Schedule connection time every day.

Make sure you spend a portion of each day (even if it's just a half hour) connecting with the outside world (you have to use your voice - e-mail doesn't count!). Make some sales calls, return your messages, call a business associate and chat about how things are going, talk to your suppliers, or phone an old client you haven't talked to in a while. By the end of the day you may be surprised at the sound of your voice, but disciplining yourself to stay connected will keep you from getting too comfortable with being alone.

Schedule meetings away from your home office.

When you do have to meet with people, try to schedule meetings at their place of business, or at a mutually convenient coffee shop or restaurant. It's good for you to get away from the four walls of your office - a different atmosphere inspires creativity, and a break from the ordinary will make you feel more energized when you return.

Vary your tasks.

When you have a significant task ahead of you, it's tempting to put your head down and work til it's done, but sometimes, stopping what you're doing and attacking a different task for a little while can actually increase your productivity. Shifting gears with your brain from an intense task to a lighter task can give it a much-needed break and regenerate perspective.
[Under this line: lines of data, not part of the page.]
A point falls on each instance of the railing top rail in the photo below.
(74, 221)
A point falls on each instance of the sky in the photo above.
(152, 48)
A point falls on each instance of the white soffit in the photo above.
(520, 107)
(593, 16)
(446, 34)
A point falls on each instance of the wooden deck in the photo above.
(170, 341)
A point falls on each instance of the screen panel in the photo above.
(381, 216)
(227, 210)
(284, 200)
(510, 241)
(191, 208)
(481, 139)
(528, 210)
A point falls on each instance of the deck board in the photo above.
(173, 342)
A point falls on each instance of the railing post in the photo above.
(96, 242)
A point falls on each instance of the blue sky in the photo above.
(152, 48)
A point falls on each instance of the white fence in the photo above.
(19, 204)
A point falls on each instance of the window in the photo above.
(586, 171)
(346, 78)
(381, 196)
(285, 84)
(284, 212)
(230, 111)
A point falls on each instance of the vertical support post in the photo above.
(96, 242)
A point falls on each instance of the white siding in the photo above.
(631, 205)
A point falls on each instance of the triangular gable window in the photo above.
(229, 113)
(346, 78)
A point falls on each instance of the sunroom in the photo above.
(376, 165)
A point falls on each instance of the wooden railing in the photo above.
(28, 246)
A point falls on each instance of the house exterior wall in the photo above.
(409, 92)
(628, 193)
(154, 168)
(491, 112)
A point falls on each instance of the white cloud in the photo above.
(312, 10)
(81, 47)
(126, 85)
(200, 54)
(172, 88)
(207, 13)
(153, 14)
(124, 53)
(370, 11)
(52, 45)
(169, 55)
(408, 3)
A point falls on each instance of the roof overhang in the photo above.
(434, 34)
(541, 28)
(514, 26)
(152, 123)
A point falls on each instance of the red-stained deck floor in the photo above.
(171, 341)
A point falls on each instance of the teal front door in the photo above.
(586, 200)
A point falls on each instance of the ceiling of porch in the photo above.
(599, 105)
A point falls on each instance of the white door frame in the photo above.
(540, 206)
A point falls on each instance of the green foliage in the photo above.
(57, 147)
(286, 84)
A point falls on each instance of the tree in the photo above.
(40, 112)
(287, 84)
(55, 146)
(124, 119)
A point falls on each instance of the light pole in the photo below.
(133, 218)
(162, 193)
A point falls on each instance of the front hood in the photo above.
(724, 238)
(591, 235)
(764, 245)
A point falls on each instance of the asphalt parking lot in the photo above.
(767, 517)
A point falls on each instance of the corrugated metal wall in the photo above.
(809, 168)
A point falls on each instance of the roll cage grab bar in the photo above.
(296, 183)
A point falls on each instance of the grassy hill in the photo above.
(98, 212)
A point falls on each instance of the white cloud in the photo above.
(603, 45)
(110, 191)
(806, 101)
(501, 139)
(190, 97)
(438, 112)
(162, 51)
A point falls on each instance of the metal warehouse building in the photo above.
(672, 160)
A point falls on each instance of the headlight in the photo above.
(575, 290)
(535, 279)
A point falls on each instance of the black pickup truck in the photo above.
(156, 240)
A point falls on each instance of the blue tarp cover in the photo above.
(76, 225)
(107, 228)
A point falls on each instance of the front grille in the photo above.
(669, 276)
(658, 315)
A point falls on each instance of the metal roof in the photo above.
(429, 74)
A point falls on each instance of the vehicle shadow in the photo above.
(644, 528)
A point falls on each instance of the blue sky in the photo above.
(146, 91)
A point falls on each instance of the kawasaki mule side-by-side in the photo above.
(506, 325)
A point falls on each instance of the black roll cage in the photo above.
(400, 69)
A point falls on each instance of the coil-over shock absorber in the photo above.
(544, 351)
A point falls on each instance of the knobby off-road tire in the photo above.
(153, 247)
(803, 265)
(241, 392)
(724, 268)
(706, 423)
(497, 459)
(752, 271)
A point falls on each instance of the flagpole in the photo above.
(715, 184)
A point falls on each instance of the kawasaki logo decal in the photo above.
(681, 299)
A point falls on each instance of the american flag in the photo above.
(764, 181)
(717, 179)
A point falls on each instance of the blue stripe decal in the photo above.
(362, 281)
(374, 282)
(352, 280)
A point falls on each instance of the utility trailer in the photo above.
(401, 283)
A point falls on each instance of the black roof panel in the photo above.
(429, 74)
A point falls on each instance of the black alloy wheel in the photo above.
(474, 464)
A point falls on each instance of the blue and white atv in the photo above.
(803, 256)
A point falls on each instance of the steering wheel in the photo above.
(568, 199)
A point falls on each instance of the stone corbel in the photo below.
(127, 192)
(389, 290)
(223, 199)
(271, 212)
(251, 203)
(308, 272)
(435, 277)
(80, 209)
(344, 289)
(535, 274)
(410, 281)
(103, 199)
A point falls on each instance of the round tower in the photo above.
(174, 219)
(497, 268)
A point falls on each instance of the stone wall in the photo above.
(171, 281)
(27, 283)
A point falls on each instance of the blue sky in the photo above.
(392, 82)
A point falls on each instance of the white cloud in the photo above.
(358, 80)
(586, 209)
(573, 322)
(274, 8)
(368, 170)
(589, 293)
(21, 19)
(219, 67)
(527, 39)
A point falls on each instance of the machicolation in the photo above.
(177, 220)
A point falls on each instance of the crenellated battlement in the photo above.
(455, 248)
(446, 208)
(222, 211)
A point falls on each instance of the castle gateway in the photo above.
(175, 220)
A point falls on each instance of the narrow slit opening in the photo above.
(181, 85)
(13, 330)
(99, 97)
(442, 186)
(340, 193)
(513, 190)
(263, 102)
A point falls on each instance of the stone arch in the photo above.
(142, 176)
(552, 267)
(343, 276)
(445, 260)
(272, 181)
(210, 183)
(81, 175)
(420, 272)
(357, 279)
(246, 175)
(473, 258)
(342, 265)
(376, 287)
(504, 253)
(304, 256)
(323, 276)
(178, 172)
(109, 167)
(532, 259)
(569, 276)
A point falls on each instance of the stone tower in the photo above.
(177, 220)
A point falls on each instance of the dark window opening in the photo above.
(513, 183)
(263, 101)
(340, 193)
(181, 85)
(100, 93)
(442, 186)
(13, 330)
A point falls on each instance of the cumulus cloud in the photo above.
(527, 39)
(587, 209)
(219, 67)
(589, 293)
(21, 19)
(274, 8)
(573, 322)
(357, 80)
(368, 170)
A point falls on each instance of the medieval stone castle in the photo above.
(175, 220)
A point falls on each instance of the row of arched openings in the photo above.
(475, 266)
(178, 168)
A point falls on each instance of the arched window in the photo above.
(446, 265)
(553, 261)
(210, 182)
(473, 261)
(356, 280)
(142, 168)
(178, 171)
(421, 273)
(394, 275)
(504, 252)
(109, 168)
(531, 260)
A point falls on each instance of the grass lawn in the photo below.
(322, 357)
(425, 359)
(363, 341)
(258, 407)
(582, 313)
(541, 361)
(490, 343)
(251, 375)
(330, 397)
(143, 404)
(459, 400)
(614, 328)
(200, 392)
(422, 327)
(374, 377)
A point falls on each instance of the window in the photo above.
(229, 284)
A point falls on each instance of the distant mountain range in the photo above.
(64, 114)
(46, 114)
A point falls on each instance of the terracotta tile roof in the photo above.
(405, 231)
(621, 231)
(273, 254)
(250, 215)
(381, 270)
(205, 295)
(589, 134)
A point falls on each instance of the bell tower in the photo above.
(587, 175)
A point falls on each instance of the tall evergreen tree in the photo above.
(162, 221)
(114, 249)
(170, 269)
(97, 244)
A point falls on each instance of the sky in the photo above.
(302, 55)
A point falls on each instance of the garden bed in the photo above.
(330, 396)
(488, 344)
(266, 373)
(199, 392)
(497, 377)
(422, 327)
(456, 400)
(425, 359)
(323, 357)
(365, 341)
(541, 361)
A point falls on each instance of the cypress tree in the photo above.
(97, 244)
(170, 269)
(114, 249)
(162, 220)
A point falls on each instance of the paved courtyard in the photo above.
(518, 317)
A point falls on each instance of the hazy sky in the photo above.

Take ten minutes to answer emails, do some filing, sharpen some pencils, organize your bookshelf, and then get back to your task.

Limit Internet surfing.

It's so easy to do - you go to a web site to research a specific, work-related thing, and before you know it, a half hour has gone by and you're planning next year's vacation! This takes a lot of discipline, but Internet surfing is a huge time waster. Find a way to discipline yourself to only visit sites relevant to the work you are doing. Some people find it useful to keep a log on their desk where they write down each web site they visit. This can be very tedious if you're surfing aimlessly, and becomes a deterrent to pointless Internet wandering.

Schedule play dates.

When you work for someone else, your personal interaction with others is planned for you. When working at home, you need to make a point of scheduling some play time once in a while, to keep you sane and accountable. Begin working with a coach who can help you get success in areas your struggling with. Find a buddy, or a group of others who work from home, and start a monthly focus group. It will increase your interaction with others, but will also give you an opportunity to get feedback on difficulties you are facing in your business, perspectives for problem-solving, creative ideas for growth and a sounding board with others who are walking the same path. In the same way, you can assist them in their business growth, and that will make you feel great!

Many people say working from home is the best decision they ever made. If you're still doing it, it probably was for you. Developing a few good habits will go a long way towards making your home office experience a productive one.

Home-Based Business Meets Real Estate Speak Top


If you're a home-based business owner, I'd be surprised if to some degree, this hasn't happened to you. You're sitting at your kitchen table in your pajamas, enjoying your second cup of coffee and reading the latest business journal when your company phone rings. You leap from the table and run into your office, pick up the phone, and in your most professional voice answer, "ABC Company, how may I help you?" In a nanosecond, you've been transformed from the guy in his pajamas to a well-respected business owner. This month we thought we'd take a light-hearted look at how things are not always what they seem when you're a home-based business owner. Hopefully you'll have a chuckle as you recognize a few of these home-based "businessisms".

What they hear:
"Could I put you on hold for a minute?"
What you mean:
"I'm just going to put the telephone receiver beside the radio while I scrounge through this stack of files to find your letter."

What they hear:
"We're expanding our facilities."
What you mean:
"I'm cleaning out that closet for extra space."

What they hear:
"Let me put you through to our accounts receivable department."
What you mean:
"I'm just going to grab another cup of coffee - I'll be right back."

What they hear:
"We're experiencing a period of unprecedented growth."
What you mean:
"My wife is expecting twins."

What they hear:
"Have you had a look at our current promotion?"
What you mean:
"I'm make something up if you're interested in buying it."

What they hear:
"I'm going to have to see how that fits in with our timeline. Can I get back to you?"
What you mean:
"I'm going to stare at my empty calendar for an hour so you'll think I'm really busy."

What they hear:
"Of course we can do that for you. We have a team of experts at our disposal."
What you mean:
"I'm really going to have to scramble to find someone who knows how to do that."

What they hear:
"I'll need some more information and statistics before I'm ready to proceed."
What you mean:
"I am behind schedule and need to buy some time."

What they hear:
"No problem. We can work within that deadline."
What you mean:
"Great, I guess I'm going to be pulling an all-nighter."

What they hear:
"Can I just discuss this with my colleague and get back to you?"
What you mean:
"I'll run it by the cat and see if she purrs."

So the next time someone asks you about the square footage of your storefront, or how many departments you have, or what your anticipated growth margin is, pour yourself another cup of coffee, smile and realize your success is all in the eyes of the perceiver. And go ahead, say something brilliant. Only you and your coffee mug will know!